On my machine, at least Sparky had several notable deficiencies. For instance, I couldn’t save my work. When I tried, whether via File > Save or File > Project > Save, it would just say “Saving []>” forever, but never saved. Another frustration was that when I would accidentally enter a wrong label for a peak, there was no way to undo this — although this manual claims that selecting and hitting Delete will delete a peak, that actually does nothing in my hands. So after spending a few hours assigning peaks in Sparky, I had tens of assignments I felt good about, a few that I knew were mistakes, and no way to save. I eventually realized my only way to save my work was to export my peak list (Peak > Peak List… Save…), which thankfully did work, and then manually edit the resulting text file to remove the known mistakes.

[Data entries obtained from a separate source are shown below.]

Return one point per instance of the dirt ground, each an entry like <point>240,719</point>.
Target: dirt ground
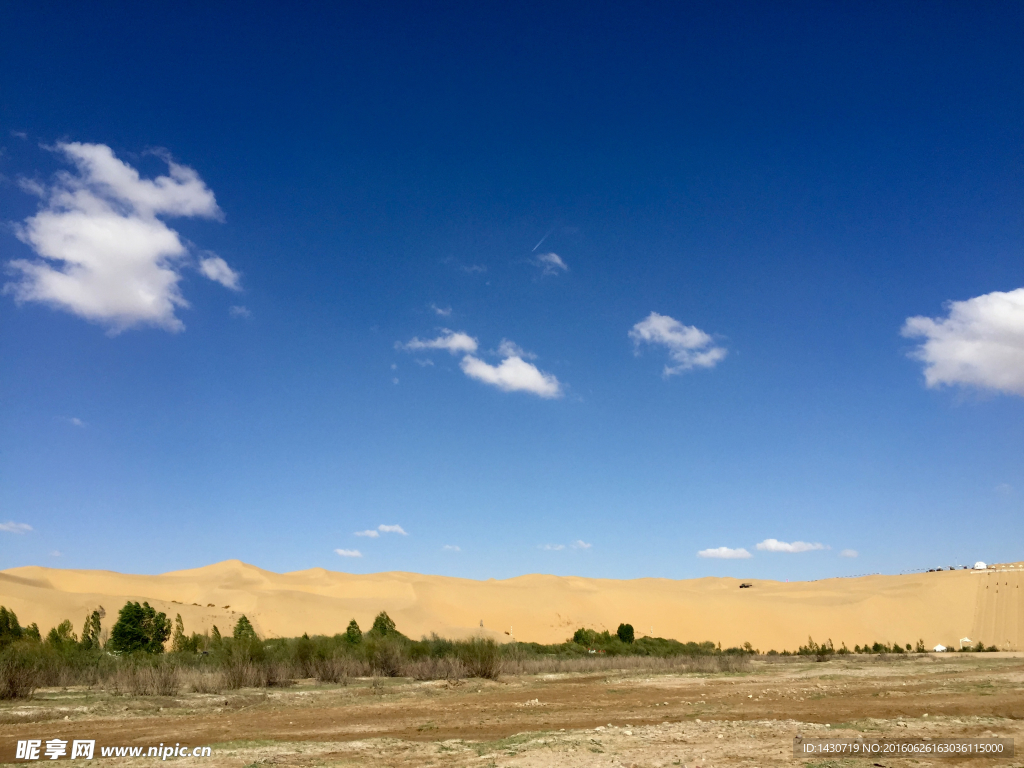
<point>608,719</point>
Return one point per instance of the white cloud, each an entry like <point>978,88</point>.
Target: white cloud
<point>980,343</point>
<point>105,254</point>
<point>512,374</point>
<point>725,553</point>
<point>689,347</point>
<point>551,263</point>
<point>773,545</point>
<point>217,269</point>
<point>511,349</point>
<point>455,342</point>
<point>14,527</point>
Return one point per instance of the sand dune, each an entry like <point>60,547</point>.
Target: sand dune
<point>937,607</point>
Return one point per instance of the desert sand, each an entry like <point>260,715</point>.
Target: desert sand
<point>939,607</point>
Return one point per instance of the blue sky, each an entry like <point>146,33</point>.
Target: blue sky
<point>547,289</point>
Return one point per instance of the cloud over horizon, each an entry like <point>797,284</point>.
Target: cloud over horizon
<point>688,346</point>
<point>725,553</point>
<point>979,343</point>
<point>773,545</point>
<point>105,253</point>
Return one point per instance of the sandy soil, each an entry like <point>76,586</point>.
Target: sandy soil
<point>937,607</point>
<point>611,719</point>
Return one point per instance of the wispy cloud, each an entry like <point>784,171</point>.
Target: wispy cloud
<point>979,343</point>
<point>454,342</point>
<point>725,553</point>
<point>104,252</point>
<point>468,268</point>
<point>688,346</point>
<point>14,527</point>
<point>773,545</point>
<point>551,263</point>
<point>216,268</point>
<point>511,349</point>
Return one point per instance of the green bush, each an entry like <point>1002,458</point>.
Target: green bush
<point>139,629</point>
<point>482,657</point>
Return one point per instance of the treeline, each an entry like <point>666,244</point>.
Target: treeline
<point>144,652</point>
<point>825,650</point>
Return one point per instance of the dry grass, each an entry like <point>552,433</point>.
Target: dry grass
<point>700,665</point>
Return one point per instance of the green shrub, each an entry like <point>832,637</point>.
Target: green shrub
<point>383,625</point>
<point>244,629</point>
<point>482,657</point>
<point>139,628</point>
<point>353,635</point>
<point>18,675</point>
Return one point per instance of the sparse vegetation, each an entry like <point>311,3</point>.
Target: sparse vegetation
<point>132,662</point>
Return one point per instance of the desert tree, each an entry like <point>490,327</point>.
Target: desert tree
<point>353,635</point>
<point>139,628</point>
<point>383,625</point>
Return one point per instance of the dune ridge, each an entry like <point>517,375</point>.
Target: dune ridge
<point>937,607</point>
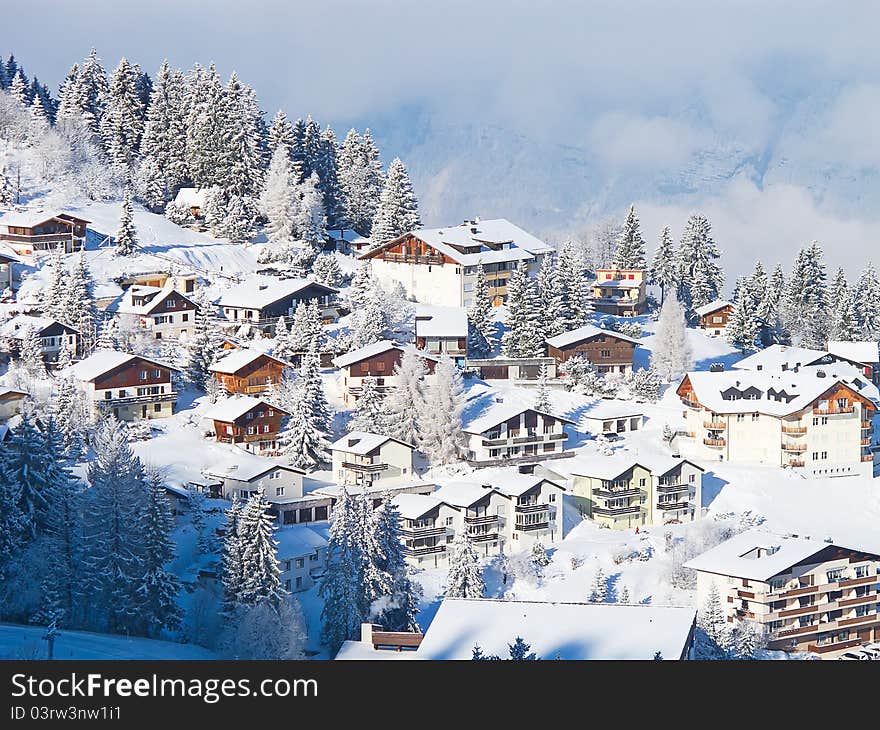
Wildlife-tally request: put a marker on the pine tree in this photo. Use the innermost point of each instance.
(406, 401)
(523, 336)
(465, 578)
(600, 587)
(341, 616)
(158, 589)
(664, 269)
(671, 355)
(397, 211)
(369, 414)
(439, 421)
(126, 236)
(700, 277)
(542, 398)
(261, 574)
(631, 247)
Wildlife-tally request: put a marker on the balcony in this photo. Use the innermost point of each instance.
(794, 430)
(533, 526)
(368, 468)
(136, 399)
(833, 410)
(530, 508)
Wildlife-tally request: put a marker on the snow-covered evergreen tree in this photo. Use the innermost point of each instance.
(465, 578)
(671, 356)
(398, 209)
(439, 420)
(700, 278)
(631, 246)
(157, 593)
(126, 236)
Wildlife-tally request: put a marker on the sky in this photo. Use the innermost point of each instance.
(553, 114)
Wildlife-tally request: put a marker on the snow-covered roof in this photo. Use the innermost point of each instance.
(31, 218)
(261, 291)
(236, 406)
(863, 352)
(521, 245)
(756, 555)
(607, 409)
(441, 321)
(497, 413)
(361, 442)
(190, 198)
(296, 541)
(102, 361)
(413, 506)
(21, 322)
(573, 631)
(782, 357)
(463, 494)
(583, 333)
(237, 359)
(249, 467)
(712, 306)
(800, 388)
(377, 348)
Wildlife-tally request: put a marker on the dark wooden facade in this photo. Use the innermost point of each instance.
(606, 351)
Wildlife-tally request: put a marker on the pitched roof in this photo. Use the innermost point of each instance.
(575, 631)
(361, 442)
(779, 393)
(237, 359)
(236, 406)
(522, 245)
(739, 556)
(583, 333)
(713, 306)
(102, 361)
(261, 291)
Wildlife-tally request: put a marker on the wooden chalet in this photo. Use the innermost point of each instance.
(26, 233)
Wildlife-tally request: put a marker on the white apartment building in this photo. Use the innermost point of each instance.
(509, 430)
(816, 419)
(439, 265)
(810, 595)
(505, 511)
(361, 458)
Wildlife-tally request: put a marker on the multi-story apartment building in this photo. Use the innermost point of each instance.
(621, 292)
(374, 361)
(816, 419)
(31, 231)
(54, 336)
(162, 311)
(439, 265)
(130, 387)
(442, 330)
(361, 458)
(714, 316)
(246, 371)
(810, 595)
(505, 511)
(624, 491)
(512, 431)
(250, 423)
(609, 351)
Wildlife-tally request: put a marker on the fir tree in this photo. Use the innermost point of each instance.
(397, 211)
(671, 356)
(631, 247)
(158, 589)
(465, 578)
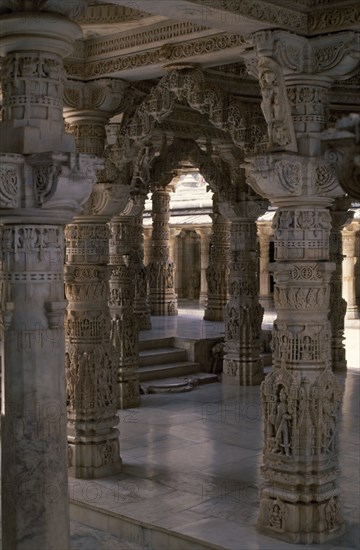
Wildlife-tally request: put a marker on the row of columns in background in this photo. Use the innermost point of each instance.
(201, 255)
(42, 191)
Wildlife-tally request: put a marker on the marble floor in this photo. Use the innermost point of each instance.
(191, 463)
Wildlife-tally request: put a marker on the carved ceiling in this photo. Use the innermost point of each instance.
(135, 41)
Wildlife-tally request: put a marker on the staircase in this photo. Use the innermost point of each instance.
(166, 368)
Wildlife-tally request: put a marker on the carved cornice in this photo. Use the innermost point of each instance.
(282, 176)
(70, 9)
(259, 11)
(102, 95)
(334, 55)
(142, 38)
(244, 123)
(169, 53)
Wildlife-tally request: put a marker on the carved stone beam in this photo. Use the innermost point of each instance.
(161, 268)
(243, 313)
(218, 270)
(301, 396)
(40, 191)
(342, 150)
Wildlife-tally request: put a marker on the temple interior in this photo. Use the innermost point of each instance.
(179, 274)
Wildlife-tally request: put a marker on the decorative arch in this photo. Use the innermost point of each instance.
(165, 166)
(243, 122)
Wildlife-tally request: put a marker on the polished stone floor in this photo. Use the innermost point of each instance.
(191, 462)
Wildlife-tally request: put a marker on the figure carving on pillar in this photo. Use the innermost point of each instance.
(160, 270)
(43, 184)
(88, 322)
(301, 396)
(218, 272)
(243, 313)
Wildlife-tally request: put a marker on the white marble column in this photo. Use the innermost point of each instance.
(301, 396)
(205, 234)
(339, 218)
(91, 360)
(161, 269)
(218, 271)
(349, 270)
(243, 312)
(124, 326)
(265, 233)
(141, 296)
(40, 191)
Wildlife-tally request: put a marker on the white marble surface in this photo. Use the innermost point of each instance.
(192, 460)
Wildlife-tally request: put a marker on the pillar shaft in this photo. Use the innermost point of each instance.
(339, 217)
(217, 273)
(90, 359)
(161, 269)
(124, 327)
(301, 396)
(33, 428)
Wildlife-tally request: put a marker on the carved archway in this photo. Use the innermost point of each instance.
(243, 122)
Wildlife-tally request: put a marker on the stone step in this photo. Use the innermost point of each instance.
(178, 384)
(182, 368)
(160, 356)
(155, 344)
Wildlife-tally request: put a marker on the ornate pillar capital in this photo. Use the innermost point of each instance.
(249, 210)
(284, 178)
(69, 9)
(99, 98)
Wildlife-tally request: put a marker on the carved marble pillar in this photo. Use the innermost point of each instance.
(301, 396)
(217, 273)
(141, 296)
(161, 269)
(339, 218)
(265, 295)
(243, 313)
(147, 245)
(40, 191)
(124, 327)
(91, 360)
(349, 270)
(205, 234)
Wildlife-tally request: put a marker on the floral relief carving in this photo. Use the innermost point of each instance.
(9, 186)
(275, 105)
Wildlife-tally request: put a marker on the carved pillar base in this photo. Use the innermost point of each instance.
(218, 271)
(163, 300)
(161, 270)
(352, 313)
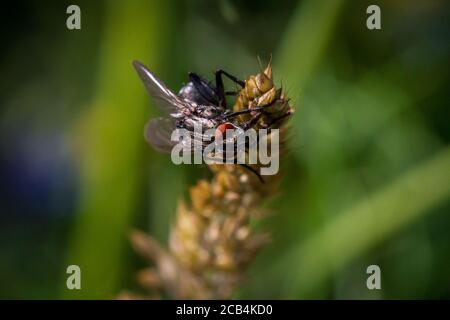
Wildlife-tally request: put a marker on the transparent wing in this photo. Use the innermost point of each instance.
(165, 99)
(158, 133)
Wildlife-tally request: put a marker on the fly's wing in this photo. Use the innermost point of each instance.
(165, 99)
(158, 133)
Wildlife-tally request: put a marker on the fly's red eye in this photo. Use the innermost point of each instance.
(222, 129)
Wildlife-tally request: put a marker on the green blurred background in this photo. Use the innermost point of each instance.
(367, 180)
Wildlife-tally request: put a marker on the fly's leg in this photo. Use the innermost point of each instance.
(248, 124)
(220, 88)
(278, 119)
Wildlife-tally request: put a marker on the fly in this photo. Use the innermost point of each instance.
(198, 103)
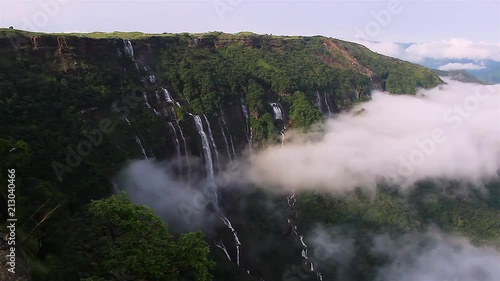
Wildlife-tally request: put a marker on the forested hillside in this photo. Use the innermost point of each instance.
(75, 108)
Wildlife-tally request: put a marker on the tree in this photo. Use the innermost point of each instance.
(118, 240)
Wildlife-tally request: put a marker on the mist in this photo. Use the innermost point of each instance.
(448, 132)
(435, 257)
(182, 206)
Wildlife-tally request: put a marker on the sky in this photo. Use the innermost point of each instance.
(448, 29)
(391, 20)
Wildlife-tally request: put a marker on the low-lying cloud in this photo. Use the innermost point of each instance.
(183, 206)
(435, 257)
(457, 66)
(456, 48)
(449, 132)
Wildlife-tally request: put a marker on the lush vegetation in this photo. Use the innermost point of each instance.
(55, 91)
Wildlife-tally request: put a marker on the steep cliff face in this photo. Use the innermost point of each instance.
(82, 106)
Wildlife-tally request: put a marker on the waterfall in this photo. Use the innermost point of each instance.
(318, 102)
(212, 143)
(236, 239)
(205, 146)
(185, 150)
(247, 123)
(232, 146)
(158, 100)
(231, 141)
(128, 49)
(221, 245)
(278, 114)
(168, 97)
(225, 138)
(177, 145)
(138, 141)
(291, 205)
(146, 99)
(327, 105)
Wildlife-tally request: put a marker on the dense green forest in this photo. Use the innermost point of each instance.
(58, 91)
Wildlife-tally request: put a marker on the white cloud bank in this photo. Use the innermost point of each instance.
(449, 132)
(456, 66)
(436, 257)
(445, 49)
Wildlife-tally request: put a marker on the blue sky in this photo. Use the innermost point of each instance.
(416, 21)
(440, 29)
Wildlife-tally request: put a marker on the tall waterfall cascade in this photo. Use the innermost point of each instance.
(138, 140)
(223, 128)
(291, 206)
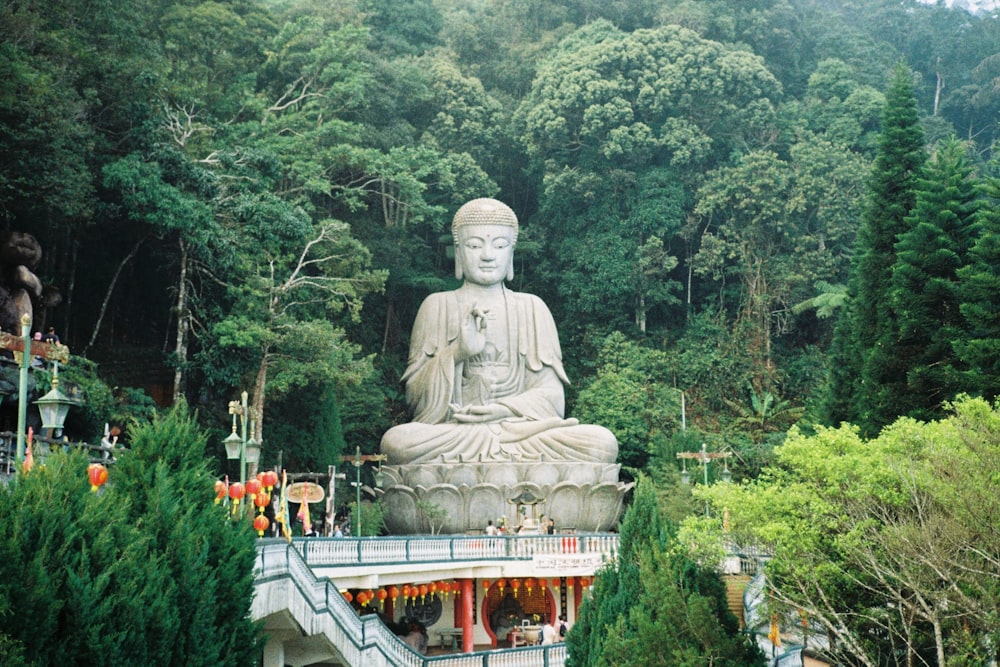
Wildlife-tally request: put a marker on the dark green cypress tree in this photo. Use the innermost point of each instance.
(870, 376)
(925, 296)
(654, 606)
(979, 345)
(146, 572)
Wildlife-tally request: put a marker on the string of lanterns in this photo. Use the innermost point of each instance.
(420, 592)
(259, 491)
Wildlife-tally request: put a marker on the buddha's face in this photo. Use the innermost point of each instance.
(485, 253)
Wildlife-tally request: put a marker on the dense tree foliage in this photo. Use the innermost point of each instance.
(887, 546)
(655, 606)
(147, 571)
(729, 201)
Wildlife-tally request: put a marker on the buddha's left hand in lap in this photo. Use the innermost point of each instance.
(480, 414)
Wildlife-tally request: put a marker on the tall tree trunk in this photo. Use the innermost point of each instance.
(107, 295)
(257, 406)
(183, 325)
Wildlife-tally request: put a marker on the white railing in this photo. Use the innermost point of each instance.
(283, 578)
(342, 551)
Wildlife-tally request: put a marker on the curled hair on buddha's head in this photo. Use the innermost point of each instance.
(483, 211)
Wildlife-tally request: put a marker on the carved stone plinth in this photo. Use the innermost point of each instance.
(584, 496)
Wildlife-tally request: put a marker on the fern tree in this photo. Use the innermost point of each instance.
(146, 572)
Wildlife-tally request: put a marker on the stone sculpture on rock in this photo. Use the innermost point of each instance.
(485, 382)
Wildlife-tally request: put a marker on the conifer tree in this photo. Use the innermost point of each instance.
(146, 572)
(925, 296)
(868, 376)
(979, 346)
(654, 606)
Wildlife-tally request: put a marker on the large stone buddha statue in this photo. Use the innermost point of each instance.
(485, 375)
(485, 383)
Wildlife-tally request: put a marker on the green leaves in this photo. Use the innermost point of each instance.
(862, 530)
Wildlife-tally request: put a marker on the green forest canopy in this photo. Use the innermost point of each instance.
(690, 177)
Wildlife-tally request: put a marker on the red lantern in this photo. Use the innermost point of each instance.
(220, 491)
(98, 475)
(262, 500)
(236, 493)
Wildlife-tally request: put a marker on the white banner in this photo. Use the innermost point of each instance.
(562, 565)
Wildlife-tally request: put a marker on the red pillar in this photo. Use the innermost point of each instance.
(468, 619)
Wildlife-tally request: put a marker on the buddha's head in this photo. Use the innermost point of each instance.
(485, 233)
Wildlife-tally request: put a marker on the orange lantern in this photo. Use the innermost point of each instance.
(269, 479)
(220, 491)
(262, 500)
(98, 475)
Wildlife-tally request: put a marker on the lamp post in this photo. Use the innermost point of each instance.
(247, 450)
(27, 348)
(705, 457)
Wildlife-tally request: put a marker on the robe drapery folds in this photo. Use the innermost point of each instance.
(527, 377)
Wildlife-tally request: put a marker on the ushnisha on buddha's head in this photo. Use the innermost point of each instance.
(485, 233)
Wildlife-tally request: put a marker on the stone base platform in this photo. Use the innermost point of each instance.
(584, 496)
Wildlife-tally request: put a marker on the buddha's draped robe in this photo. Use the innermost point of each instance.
(527, 377)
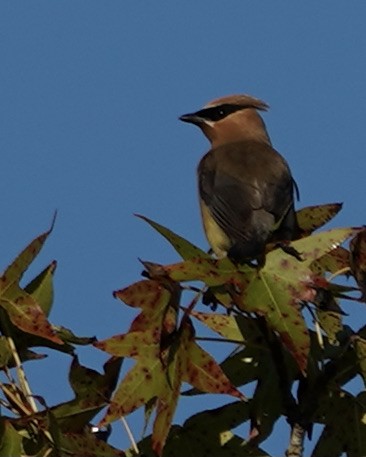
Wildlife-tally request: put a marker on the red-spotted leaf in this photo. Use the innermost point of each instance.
(334, 261)
(143, 382)
(145, 294)
(315, 246)
(153, 298)
(210, 271)
(205, 374)
(92, 391)
(86, 443)
(225, 325)
(141, 345)
(25, 313)
(313, 217)
(184, 248)
(358, 260)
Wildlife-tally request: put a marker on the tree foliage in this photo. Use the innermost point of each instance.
(283, 320)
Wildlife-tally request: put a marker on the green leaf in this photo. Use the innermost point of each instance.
(184, 248)
(314, 217)
(15, 271)
(92, 392)
(41, 288)
(10, 440)
(25, 313)
(315, 246)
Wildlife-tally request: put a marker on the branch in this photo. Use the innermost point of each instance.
(296, 446)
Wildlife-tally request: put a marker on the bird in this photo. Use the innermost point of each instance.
(246, 189)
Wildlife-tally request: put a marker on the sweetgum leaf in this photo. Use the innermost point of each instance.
(41, 288)
(10, 440)
(15, 271)
(25, 313)
(184, 248)
(313, 217)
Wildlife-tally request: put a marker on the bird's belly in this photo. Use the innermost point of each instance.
(216, 237)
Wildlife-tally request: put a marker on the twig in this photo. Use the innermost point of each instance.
(130, 435)
(296, 446)
(21, 375)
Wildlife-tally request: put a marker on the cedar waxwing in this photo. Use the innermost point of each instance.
(246, 189)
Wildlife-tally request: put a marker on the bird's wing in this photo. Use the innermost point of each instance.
(247, 188)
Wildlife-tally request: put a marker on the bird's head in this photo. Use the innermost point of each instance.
(230, 119)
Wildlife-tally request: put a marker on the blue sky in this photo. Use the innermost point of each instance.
(90, 94)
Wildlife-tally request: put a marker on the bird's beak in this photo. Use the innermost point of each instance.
(192, 118)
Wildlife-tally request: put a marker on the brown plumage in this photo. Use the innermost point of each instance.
(245, 186)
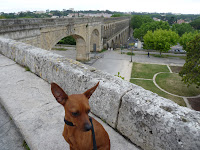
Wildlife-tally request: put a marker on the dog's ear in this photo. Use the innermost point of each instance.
(58, 93)
(89, 92)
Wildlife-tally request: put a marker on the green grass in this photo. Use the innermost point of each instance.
(172, 83)
(130, 53)
(149, 85)
(167, 56)
(147, 71)
(103, 50)
(27, 69)
(60, 49)
(25, 145)
(176, 69)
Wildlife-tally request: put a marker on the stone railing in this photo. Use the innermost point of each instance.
(149, 121)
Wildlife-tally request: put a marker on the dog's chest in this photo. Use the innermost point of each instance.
(79, 140)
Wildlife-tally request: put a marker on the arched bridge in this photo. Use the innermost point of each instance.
(90, 33)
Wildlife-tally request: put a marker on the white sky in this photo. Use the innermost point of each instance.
(174, 6)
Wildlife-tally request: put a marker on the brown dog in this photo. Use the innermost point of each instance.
(78, 128)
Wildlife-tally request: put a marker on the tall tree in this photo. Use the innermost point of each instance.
(186, 38)
(160, 40)
(138, 20)
(196, 23)
(182, 28)
(191, 70)
(151, 26)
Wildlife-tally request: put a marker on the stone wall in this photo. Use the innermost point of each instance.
(148, 120)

All in all I spent a few hours command-tabbing between several windows: the overlay of the Calzolai & Zahn assignments with my peaks, the assignments from the other three published spectra, and Sparky. By triangulating between the various specta and making some educated guesses, I was able to assign about half of the distinct peaks in my spectrum, but not all, and even of the ones I did assign, I would 5% or even 10% might be wrong. Here’s what I’ve got:

There are also islands in my spectrum that I just can’t account for at all. For instance, this outlying island at about (-6.9, -121) simply does not appear in any of the other spectra I looked at, and I can’t for the life of me make out what it might be:

So at this point, I have 94 assignments in which I am reasonably, but not perfectly, confident. And even where they are correct, some of them overlap each other enough that it may be difficult to discern a difference if just one peak disappears or moves slightly. I welcome any suggestions on what I could do, either experimentally or in the analysis, to try to gain more confidence in these assignments.